11. The multi-function actuator according to claim 5, wherein said high-pass filter comprises a resistor, a inductor and a capacitor.

12. The multi-function actuator according to claim 11, wherein said high-pass filter is characterized that said resistor and said inductor are respectively connected in parallel and said capacitor is connected in series.

13. The multi-function actuator according to claim 12, wherein said high-pass filter is a reverse L-type circuit that is characterized that said resistor and said inductor are respectively connected in parallel and said capacitor is connected in series.

14. The multi-function actuator according to claim 12, wherein said high-pass filter is a T-type circuit that is characterized that said resistor and said inductor are respectively connected in parallel and said capacitors are connected in series and the number of said capacitors is two.

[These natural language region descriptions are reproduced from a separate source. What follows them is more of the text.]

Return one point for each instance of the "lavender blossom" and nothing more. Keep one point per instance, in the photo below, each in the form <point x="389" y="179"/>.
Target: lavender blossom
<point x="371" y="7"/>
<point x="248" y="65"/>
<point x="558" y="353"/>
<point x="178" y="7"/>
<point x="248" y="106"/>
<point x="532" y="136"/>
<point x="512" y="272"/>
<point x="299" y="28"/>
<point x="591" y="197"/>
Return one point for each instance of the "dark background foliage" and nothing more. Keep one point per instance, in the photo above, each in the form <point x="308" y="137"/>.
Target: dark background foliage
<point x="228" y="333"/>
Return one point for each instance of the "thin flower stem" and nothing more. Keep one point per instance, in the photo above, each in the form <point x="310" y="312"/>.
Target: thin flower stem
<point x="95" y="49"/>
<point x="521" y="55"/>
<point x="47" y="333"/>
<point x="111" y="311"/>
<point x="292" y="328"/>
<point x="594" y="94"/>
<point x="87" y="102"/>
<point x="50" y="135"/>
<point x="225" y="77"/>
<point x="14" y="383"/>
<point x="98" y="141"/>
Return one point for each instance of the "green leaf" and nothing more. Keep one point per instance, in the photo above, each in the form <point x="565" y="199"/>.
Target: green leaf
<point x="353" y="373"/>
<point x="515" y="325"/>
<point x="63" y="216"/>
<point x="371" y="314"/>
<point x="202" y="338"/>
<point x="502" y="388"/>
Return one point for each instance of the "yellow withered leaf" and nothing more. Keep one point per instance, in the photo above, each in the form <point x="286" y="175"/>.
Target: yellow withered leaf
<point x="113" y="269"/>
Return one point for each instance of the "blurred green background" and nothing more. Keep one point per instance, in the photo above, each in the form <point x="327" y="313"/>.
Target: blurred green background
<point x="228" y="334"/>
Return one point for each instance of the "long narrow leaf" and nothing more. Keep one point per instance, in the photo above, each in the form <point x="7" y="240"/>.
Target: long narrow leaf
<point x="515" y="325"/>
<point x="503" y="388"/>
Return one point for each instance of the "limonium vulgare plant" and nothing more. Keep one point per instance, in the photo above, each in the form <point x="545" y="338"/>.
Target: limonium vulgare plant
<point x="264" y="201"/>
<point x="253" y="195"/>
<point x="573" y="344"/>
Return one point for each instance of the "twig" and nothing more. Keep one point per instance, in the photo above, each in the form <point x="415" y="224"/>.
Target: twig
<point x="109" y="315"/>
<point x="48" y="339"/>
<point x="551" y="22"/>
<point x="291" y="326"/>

15. The multi-function actuator according to claim 12, wherein said high-pass filter is a π-type circuit that is characterized that said resistor and said inductors are respectively connected in parallel and said capacitor is connected in series and the number of said inductors is two.

16. The multi-function actuator according to claim 5, wherein said high-pass filter of said voice coil is integrally included therein.

17. The multi-function actuator according to claim 5, wherein said vibrating coil is installed on a grill in said case.

18. The multi-function actuator according to claim 6, further comprising a second inductor and a second capacitor.

19. The multi-function actuator according to claim 18, wherein ones of said inductors and said capacitors are respectively connected in series to said voice coil, and the other ones of said inductors and said capacitors are mutually connected in series and connected to a positive terminal of a power source.